Maybe it's a phenomenon of the rift between our current reality and what came before and these massive ones are SHRINKING as they slip away into a dimension best described as oblivion.

 

Man from Pickens

(1,713 posts)
16. More likely to be misinterpreted redshift
Thu Feb 26, 2015, 12:51 AM
Feb 2015

It's been proven that there are possible causes of redshift other than simple velocity, but the scientific establishment hasn't caught up with it yet. Much more likely that they are wrong about redshift than such massive objects existing long before they had time to form according to standard model theory.

Unknown Beatle

(2,672 posts)
17. Well Stephen Hawking said black holes
Thu Feb 26, 2015, 01:05 AM
Feb 2015

don't exist the way we understood them for the last 40 years based on general relativity. So I wonder if the scientists finding this massive black hole are taking Hawking's quantum theory on black holes into account.

Judi Lynn

(160,601 posts)
22. Young Black Hole Had Monstrous Growth Spurt
Fri Feb 27, 2015, 04:08 AM
Feb 2015

Young Black Hole Had Monstrous Growth Spurt

Super-massive object found in the early universe tests theories of cosmic evolution

February 26, 2015 |By Davide Castelvecchi and Nature magazine

A black hole that grew to gargantuan size in the Universe's first billion years is by far the largest yet spotted from such an early date, researchers have announced. The object, discovered by astronomers in 2013, is 12 billion times as massive as the Sun, and six times greater than its largest-known contemporaries. Its existence poses a challenge for theories of the evolution of black holes, stars and galaxies, astronomers say.

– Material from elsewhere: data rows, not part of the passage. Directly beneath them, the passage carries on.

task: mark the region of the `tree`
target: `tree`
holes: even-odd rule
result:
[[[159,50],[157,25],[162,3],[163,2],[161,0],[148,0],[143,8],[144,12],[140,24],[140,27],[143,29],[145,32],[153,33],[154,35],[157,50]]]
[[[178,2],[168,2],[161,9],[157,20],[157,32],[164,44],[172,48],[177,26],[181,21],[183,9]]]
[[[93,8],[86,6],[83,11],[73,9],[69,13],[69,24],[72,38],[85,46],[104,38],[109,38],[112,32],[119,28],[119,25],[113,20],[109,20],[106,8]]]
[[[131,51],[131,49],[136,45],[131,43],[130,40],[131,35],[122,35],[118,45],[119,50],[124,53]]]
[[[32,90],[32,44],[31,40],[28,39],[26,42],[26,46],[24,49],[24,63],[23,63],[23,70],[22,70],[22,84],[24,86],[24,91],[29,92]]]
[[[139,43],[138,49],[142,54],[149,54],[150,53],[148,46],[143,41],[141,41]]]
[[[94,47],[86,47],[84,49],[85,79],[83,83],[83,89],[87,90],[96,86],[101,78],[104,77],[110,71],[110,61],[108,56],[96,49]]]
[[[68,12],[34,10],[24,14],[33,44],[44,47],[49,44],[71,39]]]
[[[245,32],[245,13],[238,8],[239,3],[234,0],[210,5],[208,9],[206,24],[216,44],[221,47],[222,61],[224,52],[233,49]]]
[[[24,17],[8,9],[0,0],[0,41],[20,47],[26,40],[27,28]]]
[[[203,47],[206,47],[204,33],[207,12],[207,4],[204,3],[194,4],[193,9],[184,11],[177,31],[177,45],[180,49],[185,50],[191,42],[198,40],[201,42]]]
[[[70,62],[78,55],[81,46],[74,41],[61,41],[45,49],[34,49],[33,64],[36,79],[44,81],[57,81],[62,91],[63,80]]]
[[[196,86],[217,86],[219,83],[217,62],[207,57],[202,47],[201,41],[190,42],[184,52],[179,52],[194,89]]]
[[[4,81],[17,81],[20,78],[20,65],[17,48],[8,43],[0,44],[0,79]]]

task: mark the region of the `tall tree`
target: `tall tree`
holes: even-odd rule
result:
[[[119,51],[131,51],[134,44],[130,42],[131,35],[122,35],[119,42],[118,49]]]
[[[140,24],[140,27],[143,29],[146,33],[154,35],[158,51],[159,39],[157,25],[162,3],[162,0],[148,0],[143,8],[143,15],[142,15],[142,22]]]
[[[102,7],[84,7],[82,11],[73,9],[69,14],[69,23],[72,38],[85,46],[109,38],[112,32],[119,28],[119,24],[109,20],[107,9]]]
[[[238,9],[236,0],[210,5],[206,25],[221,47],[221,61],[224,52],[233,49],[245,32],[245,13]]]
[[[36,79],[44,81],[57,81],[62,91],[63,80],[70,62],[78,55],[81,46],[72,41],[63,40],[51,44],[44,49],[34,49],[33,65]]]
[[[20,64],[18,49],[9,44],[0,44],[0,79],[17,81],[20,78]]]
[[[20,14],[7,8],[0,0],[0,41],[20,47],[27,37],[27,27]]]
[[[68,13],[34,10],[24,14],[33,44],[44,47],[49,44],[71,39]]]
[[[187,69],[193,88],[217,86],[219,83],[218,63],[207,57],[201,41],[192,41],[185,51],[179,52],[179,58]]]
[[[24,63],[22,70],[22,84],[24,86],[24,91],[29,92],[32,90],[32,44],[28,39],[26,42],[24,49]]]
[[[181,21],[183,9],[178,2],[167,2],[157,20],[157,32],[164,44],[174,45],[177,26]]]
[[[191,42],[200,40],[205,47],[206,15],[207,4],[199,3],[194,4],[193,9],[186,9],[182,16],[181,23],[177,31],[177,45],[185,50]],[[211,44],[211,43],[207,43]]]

Light from the black hole took 12.9 billion years to reach Earth, so astronomers see the object as it was 900 million years after the Big Bang. That “is actually a very short time” for a black hole to have grown so large, says astronomer Xue-Bing Wu of Peking University in Beijing. He led an international collaboration that describes the discovery in Nature.

For its age, this black hole “is really much more massive than anything else we have seen so far”, says Christian Veillet, director of the Large Binocular Telescope Observatory in Tucson, Arizona.

Light sink
Wu and his colleagues spotted the black hole using the Lijiang Telescope in Yunnan, China. The object appeared as a bright, red, point-like source. The brightness and spectrum of its light revealed it to be an ancient quasar: a large black hole that occupies the centre of a galaxy and causes interstellar gas to overheat and shine brighter than any star as it spirals into the hole's gravitational sink.

The team analysed the quasar's spectrum in more detail—an effort that eventually involved four larger telescopes around the world—to estimate the velocity of the infalling gas. This revealed the strength of the object’s gravity, and hence its unusually large mass.

More:
http://www.scientificamerican.com/article/young-black-hole-had-monstrous-growth-spurt1/?utm_source=feedburner&utm_medium=feed&utm_campaign=Feed%3A+sciam%2Fspace+%28Topic%3A+Space%29

Ichingcarpenter

(36,988 posts)
23. They have just named it according to Xue-Bing Wu in honor
Fri Feb 27, 2015, 06:33 AM
Feb 2015

of largest black hole on earth but are having trouble deciding on calling it either.......... Billo............... the pentagon .......... or after my x wife.